Text|Geography
Editor|Geography
1. Introduction
In sedimentary basins, stratigraphic columns are a key indicator for interpreting their geological history; But often stratigraphic columns may not clearly infer the tectonic and stratigraphic control that the basin underwent during its existence.
This is because of the compaction effect that occurs during burial; The internal structure of each rock cell changes over time. Therefore, decompressing compacted sedimentary stratigraphic columns (restoring the original thickness of stratigraphic units) is critical to understanding and modeling the deposition of the sedimentation system during the deposition process and revealing the internal structure of the basin throughout the sedimentary history.
The recovered thickness plays an important role in understanding the settlement of the basin and reconstructing its evolutionary context over geological time. The area around the fold and thrust zone in the northeast region of northeast India includes a northeast-southwest basin known as the Assam Basin.
It resembles a foreland formation and has attracted considerable attention in the Lower Assam Basin due to the right-handed slip movement of its Lower Brahmaputra (Kopili) fault, as well as the hydrocarbon potential of the Upper Assam Basin.
Studies that have previously described the tectonic background and sedimentary environment of the Assam Basin's foreland basin have relied primarily on magnetic, gravitational, 2D/3D reflected seismic and outcrop studies. These studies have limitations in understanding the subsurface structural systems that control basin configurations. However, there is still a lack of detailed documentation to elucidate the settlement history of the basin through quantitative analysis.
Although many oil and gas exploration companies, such as Oil and Gas Corporation (ONGC) and Oil India Limited, have already explored in the Upper Assam Basin, the results have not been made public due to proprietary issues.
This case study is a pilot study conducted in a natural laboratory in the Upper Assam foreland basin, drawing on drill data recently acquired by the National Commander-in-Chief (DGH) of India to elucidate the tectonic controls the basin undergoes during its life cycle.
Tectonic settlement analysis was performed by performing destratification analysis calculations on ten boreholes in the study area, which aimed to (a) interpret the settlement history of the basin; (b) to explore how tectonics and settlement control the evolution of basins; and (c) the construction of an evolutionary model to elucidate the growth and evolution of the Upper Assam foreland basin throughout the Cenozoic period.

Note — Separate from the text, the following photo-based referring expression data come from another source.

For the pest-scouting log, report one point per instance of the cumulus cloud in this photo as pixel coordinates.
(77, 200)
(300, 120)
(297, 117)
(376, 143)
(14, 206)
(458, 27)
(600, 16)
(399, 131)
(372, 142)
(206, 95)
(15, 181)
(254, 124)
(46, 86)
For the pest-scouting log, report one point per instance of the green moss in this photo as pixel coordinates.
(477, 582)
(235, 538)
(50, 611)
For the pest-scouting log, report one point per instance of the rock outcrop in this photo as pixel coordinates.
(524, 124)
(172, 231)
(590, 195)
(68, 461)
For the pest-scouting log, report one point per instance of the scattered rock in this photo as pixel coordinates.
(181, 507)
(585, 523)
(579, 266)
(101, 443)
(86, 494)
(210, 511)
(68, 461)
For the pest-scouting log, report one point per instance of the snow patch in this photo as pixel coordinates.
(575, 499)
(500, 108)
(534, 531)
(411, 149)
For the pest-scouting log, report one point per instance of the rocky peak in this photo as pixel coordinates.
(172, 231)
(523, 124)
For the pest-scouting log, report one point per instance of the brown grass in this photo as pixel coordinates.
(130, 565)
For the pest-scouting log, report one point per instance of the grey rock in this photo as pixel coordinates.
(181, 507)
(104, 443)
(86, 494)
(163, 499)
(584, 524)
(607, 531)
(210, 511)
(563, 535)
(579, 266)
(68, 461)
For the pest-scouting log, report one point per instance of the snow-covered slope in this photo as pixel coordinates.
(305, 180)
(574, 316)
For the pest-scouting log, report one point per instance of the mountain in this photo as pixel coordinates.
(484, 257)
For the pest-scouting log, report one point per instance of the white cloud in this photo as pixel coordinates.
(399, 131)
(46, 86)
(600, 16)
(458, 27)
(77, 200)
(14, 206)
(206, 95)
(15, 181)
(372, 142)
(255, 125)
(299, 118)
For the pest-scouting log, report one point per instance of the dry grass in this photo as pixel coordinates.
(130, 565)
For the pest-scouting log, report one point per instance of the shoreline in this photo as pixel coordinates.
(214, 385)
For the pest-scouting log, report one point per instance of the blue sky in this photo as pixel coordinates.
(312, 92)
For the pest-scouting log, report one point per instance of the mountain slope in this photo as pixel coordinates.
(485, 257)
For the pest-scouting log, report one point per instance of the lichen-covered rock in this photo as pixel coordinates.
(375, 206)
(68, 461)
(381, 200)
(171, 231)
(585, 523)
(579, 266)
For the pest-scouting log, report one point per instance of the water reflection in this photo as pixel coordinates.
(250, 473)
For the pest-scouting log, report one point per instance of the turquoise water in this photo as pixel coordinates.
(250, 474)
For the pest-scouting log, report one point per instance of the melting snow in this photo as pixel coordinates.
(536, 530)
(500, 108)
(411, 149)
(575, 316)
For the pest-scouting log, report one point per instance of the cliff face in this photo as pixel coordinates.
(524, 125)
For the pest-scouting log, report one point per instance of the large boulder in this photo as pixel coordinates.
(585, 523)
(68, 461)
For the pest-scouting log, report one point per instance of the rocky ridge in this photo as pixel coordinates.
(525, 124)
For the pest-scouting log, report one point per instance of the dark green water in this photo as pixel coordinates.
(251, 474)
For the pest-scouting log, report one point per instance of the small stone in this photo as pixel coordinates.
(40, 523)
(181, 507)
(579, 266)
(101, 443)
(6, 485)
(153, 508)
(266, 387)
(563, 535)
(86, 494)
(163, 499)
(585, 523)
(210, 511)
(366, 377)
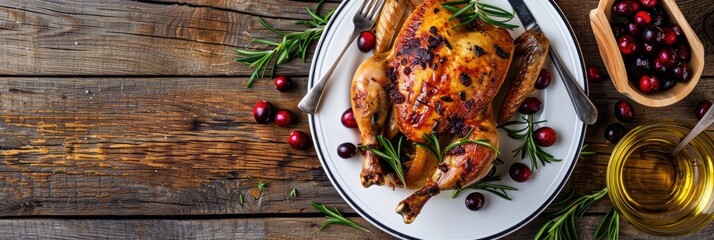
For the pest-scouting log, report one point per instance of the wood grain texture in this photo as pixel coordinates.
(249, 228)
(96, 123)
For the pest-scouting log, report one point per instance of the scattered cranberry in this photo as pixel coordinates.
(346, 150)
(530, 106)
(652, 35)
(283, 83)
(628, 45)
(519, 172)
(683, 52)
(666, 83)
(263, 112)
(298, 140)
(681, 72)
(649, 3)
(475, 201)
(545, 136)
(366, 41)
(702, 108)
(659, 67)
(544, 79)
(614, 132)
(649, 84)
(626, 8)
(643, 18)
(643, 64)
(594, 74)
(668, 57)
(624, 111)
(284, 118)
(670, 37)
(348, 119)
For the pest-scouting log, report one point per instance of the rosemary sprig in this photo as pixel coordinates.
(293, 45)
(487, 185)
(335, 217)
(475, 9)
(435, 148)
(611, 222)
(391, 155)
(293, 193)
(563, 225)
(529, 147)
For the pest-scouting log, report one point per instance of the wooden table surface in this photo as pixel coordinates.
(129, 119)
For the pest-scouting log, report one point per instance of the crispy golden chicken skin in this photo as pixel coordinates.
(443, 81)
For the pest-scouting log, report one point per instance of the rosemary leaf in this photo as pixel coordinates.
(335, 217)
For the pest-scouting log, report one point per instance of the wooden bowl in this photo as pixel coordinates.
(612, 58)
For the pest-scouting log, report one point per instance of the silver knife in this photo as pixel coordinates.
(583, 106)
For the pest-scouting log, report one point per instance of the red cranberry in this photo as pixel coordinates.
(683, 52)
(620, 30)
(626, 8)
(668, 57)
(633, 29)
(659, 67)
(666, 83)
(544, 79)
(643, 18)
(652, 34)
(628, 45)
(346, 150)
(614, 132)
(670, 37)
(298, 140)
(545, 137)
(475, 201)
(366, 41)
(643, 64)
(702, 108)
(624, 111)
(649, 84)
(348, 119)
(284, 118)
(519, 172)
(263, 112)
(657, 20)
(530, 106)
(681, 72)
(283, 83)
(594, 74)
(649, 3)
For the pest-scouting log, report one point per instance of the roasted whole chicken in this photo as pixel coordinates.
(430, 78)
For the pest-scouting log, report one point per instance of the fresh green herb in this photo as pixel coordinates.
(487, 185)
(391, 155)
(293, 193)
(241, 199)
(563, 225)
(475, 9)
(439, 153)
(335, 217)
(528, 147)
(294, 45)
(611, 222)
(584, 152)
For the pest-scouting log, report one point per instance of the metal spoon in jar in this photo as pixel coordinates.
(703, 124)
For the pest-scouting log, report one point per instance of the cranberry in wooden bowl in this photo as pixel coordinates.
(648, 38)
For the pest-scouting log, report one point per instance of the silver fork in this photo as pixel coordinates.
(363, 20)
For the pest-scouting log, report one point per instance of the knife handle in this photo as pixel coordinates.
(583, 106)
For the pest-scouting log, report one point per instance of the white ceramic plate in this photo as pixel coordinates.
(443, 217)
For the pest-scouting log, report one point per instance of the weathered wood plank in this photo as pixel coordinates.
(188, 37)
(252, 228)
(165, 146)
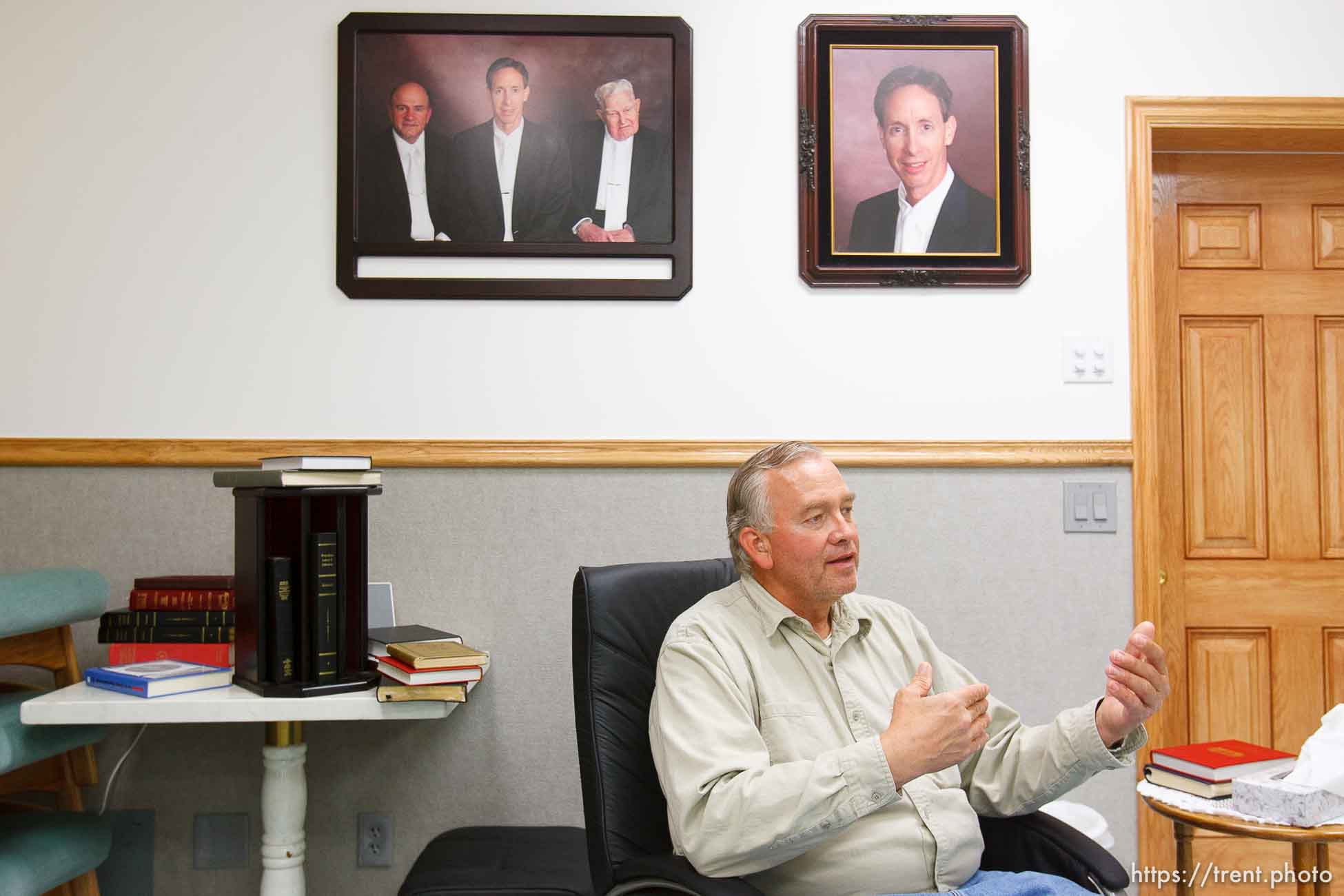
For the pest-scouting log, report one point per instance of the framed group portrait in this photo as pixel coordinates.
(913, 151)
(513, 156)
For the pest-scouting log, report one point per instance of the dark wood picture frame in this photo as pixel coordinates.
(833, 48)
(499, 34)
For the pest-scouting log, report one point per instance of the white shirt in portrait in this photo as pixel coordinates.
(413, 167)
(914, 223)
(506, 165)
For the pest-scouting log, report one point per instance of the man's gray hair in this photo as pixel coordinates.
(620, 85)
(749, 505)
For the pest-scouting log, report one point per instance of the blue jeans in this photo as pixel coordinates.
(1004, 883)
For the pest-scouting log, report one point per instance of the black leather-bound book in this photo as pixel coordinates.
(280, 620)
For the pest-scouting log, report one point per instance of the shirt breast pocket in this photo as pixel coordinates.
(792, 731)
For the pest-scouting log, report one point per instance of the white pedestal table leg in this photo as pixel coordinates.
(284, 804)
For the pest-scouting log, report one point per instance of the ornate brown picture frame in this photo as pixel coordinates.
(474, 163)
(913, 151)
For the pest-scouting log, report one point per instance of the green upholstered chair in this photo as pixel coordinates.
(43, 851)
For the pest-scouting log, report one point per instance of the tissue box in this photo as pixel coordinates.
(1265, 795)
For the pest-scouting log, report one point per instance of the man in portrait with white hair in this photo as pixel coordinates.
(622, 174)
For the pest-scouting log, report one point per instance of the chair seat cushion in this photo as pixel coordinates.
(510, 860)
(41, 851)
(21, 743)
(49, 598)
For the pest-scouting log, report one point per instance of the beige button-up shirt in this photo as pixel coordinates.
(766, 744)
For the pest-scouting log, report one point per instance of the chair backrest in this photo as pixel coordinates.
(621, 614)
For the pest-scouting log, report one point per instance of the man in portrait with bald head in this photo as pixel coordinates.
(401, 176)
(622, 174)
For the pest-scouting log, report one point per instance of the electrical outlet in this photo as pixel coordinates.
(374, 840)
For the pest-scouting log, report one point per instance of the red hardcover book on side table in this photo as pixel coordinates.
(1218, 761)
(210, 655)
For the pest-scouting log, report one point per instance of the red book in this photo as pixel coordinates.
(210, 655)
(182, 600)
(1218, 761)
(397, 669)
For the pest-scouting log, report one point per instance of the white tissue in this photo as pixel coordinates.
(1321, 760)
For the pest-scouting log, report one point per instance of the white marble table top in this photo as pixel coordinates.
(81, 704)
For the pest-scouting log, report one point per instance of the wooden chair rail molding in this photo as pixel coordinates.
(429, 453)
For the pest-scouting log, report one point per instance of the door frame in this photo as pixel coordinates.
(1190, 124)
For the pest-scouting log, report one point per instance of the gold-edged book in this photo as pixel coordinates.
(444, 693)
(437, 655)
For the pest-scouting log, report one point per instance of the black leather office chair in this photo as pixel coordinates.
(621, 614)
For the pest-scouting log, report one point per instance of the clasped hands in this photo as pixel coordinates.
(591, 233)
(930, 733)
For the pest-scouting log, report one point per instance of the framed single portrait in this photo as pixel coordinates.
(913, 151)
(510, 156)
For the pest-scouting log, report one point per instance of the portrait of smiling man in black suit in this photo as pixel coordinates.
(932, 210)
(510, 176)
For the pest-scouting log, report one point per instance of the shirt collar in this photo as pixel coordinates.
(930, 203)
(403, 148)
(844, 618)
(515, 136)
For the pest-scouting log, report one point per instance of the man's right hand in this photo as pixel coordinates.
(591, 233)
(929, 734)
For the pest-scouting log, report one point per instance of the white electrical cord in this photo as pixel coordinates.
(112, 778)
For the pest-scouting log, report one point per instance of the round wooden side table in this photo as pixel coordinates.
(1311, 845)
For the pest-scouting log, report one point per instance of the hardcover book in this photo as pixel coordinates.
(183, 600)
(318, 462)
(209, 655)
(253, 478)
(323, 587)
(170, 618)
(159, 679)
(188, 582)
(444, 693)
(1187, 784)
(393, 668)
(1218, 760)
(182, 634)
(437, 655)
(379, 638)
(280, 609)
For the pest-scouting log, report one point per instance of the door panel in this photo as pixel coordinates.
(1250, 456)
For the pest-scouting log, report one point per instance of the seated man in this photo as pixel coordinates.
(816, 740)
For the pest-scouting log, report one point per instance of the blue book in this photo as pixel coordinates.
(159, 678)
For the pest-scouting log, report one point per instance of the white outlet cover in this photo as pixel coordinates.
(1088, 360)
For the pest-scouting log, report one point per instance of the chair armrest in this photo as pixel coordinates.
(676, 870)
(1042, 843)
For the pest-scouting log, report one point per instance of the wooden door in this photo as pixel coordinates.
(1249, 321)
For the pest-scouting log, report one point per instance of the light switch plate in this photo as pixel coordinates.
(1088, 360)
(1086, 496)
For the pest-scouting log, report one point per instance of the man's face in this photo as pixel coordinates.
(815, 543)
(409, 110)
(915, 139)
(620, 113)
(509, 93)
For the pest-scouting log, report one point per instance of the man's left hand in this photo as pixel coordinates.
(1136, 685)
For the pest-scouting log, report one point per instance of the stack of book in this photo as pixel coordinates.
(429, 671)
(188, 618)
(1208, 768)
(159, 679)
(303, 471)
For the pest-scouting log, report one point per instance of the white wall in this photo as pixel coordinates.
(167, 242)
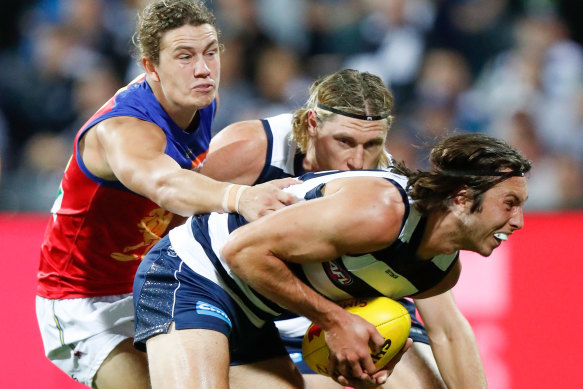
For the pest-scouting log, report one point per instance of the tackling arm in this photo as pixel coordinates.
(132, 151)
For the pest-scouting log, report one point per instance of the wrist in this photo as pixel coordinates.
(232, 197)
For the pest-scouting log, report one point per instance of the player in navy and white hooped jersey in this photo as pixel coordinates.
(191, 282)
(314, 138)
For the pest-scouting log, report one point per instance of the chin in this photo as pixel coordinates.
(486, 252)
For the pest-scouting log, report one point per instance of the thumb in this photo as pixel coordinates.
(285, 182)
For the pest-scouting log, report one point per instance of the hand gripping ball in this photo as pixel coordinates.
(389, 317)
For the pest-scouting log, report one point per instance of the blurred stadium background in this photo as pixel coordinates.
(511, 68)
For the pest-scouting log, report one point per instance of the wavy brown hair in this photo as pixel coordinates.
(474, 160)
(164, 15)
(347, 90)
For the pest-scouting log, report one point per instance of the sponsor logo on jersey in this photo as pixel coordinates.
(203, 308)
(337, 273)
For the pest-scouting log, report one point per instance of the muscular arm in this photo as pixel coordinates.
(237, 153)
(452, 342)
(360, 217)
(132, 151)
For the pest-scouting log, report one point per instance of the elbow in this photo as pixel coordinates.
(231, 255)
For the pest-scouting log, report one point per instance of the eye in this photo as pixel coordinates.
(346, 141)
(373, 144)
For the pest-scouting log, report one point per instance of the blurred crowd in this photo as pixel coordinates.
(510, 68)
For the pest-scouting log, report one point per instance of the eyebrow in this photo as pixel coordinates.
(187, 47)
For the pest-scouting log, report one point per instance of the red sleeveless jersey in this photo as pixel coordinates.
(99, 230)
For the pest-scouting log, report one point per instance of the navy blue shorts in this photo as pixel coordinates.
(166, 290)
(294, 344)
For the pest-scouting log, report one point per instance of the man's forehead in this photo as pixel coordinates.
(513, 186)
(363, 126)
(189, 35)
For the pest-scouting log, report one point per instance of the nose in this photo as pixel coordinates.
(517, 219)
(201, 68)
(356, 161)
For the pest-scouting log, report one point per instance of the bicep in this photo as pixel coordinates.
(237, 153)
(134, 150)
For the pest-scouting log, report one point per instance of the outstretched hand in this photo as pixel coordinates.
(350, 344)
(378, 378)
(259, 200)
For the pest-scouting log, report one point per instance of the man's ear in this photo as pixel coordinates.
(462, 198)
(312, 123)
(150, 69)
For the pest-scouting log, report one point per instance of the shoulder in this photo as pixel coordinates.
(376, 202)
(249, 131)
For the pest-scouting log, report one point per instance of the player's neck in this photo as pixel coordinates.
(440, 236)
(181, 116)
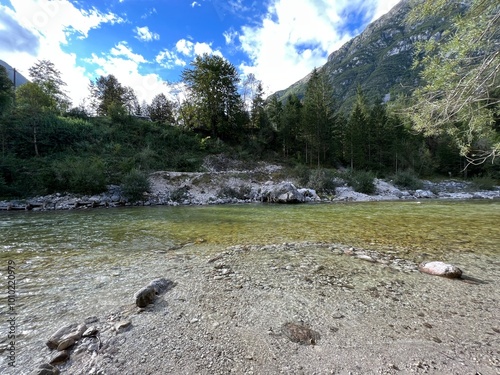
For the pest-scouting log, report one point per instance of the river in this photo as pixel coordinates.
(69, 265)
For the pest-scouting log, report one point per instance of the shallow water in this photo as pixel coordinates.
(74, 264)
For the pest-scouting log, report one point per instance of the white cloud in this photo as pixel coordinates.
(296, 36)
(144, 34)
(122, 49)
(190, 49)
(124, 64)
(230, 36)
(168, 59)
(53, 23)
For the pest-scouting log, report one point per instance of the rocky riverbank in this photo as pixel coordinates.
(266, 183)
(293, 308)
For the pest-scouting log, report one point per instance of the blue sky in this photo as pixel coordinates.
(146, 44)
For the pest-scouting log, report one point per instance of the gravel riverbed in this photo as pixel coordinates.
(301, 308)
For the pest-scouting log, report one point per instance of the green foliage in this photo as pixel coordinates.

2. Geological background of the Upper Assam foreland basin
- 2.1. Geodynamic framework of the basin
The Upper Assam Basin is a composite foreland basin located between the foothills of the Northeast Himalayas and the Assam-Arakan thrust zone. Structurally, the basin is located in a regional triangle between the Himalayan Frontal Thrust (HFT) and the Naga Thrust (NT).
The tectonic configuration of the basin is strongly influenced by tectonic interactions between Himalayan orogeny in the north, the Mishmi thrust fault in the east, and the Assam-Arakan Mountains in the south.
It is characterized by an asymmetrical slope that slopes slightly to the Himalayan foothills in the north and the Naga Mountains in the south. The northeast side of the basin is terminated by the Mishmi thrust fault and partially disturbed by the uplift of the Shillong plateau crust in the southwestern part.
The convergence of the Indian plate with the Eurasian plate and the collision with the Myanmar plate led to strong bending and tectonic deformation of the central basement of the basin, forming several highlands and low-lying areas.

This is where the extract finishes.